Because it's exactly that? I need to troubleshoot hardware issues at least once a year and troubleshoot Windows or driver issues significantly more frequently. And not because anything in my rig is cheap or low end. Even I get tired of dealing with all the little and not so little technical issues that come along with gaming on PC, and I've been building and fixing computers for fifteen years. On a console, you never have to worry about your controller disappearing because of bugs in DS4Windows, you're not looking up fixes from PCGamingWiki because that game that just came out that doesn't work, you're not forced to carefully tweak settings for each new game to get it running well. Even having high end hardware doesn't exempt you from that, if anything it makes it worse because if you bought a $650 graphics card, you're going to want to squeeze every bit of fidelity out of it that you can.

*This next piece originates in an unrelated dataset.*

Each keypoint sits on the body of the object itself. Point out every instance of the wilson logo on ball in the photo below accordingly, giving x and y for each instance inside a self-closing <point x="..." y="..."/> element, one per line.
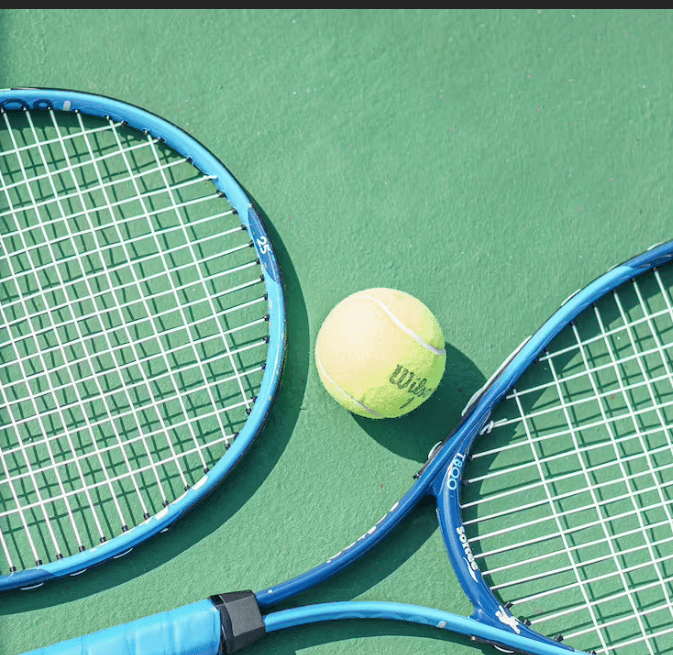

That's without even touching on the hardware costs, which are ungodly. You can buy Crysis 3 for the Xbox 360 (it's even a remarkably intact port), I guarantee that you can not run Crysis 3 on a midrange gaming PC from 2005. The notion that you can get a comfortable system at anywhere near console prices and have it last through a console life cycle is false. It is a straight up lie. You might be able to dig up something with used parts, but then you're dealing with no warranty and the overwhelming majority of people don't have time for that. Even if your parts are new, you're still stuck with all the troubleshooting to figure out which part is the problem before sending in an RMA; and that process does not always give straightforward, clear answers.
A current game might list a GTX 660 (PS4 GPU equivalent) as the minimum, but that's generally going to be for 720p30, not the 1080p30 or 900p30 of the console release. Spec creep is alive and well, each new year's releases will be more demanding than the last, no exceptions. And that's without even getting into bad ports. Except when half of the new AAA games coming out perform badly, it's not really a few bad apples so much as that the entire thing being rotten. With the PS4 Pro offering great visuals at higher than 1080p resolutions for all of $400, the only reason to get in on PC is if you can't live without mouse controls. Unfortunately I am one of those people. My attempts to play any shooter on a console are laughable. The indies are nice too, but most of the great ones come out on console eventually. Even if you miss out on a few that are exclusive, we're not exactly suffering a shortage of new games right now.
I'm sitting here on a $3000 gaming PC which I would never want to live without, so please believe me when I say: PC gaming is a terrible hobby and most of its merits are dubious or overstated. Please don't get into it.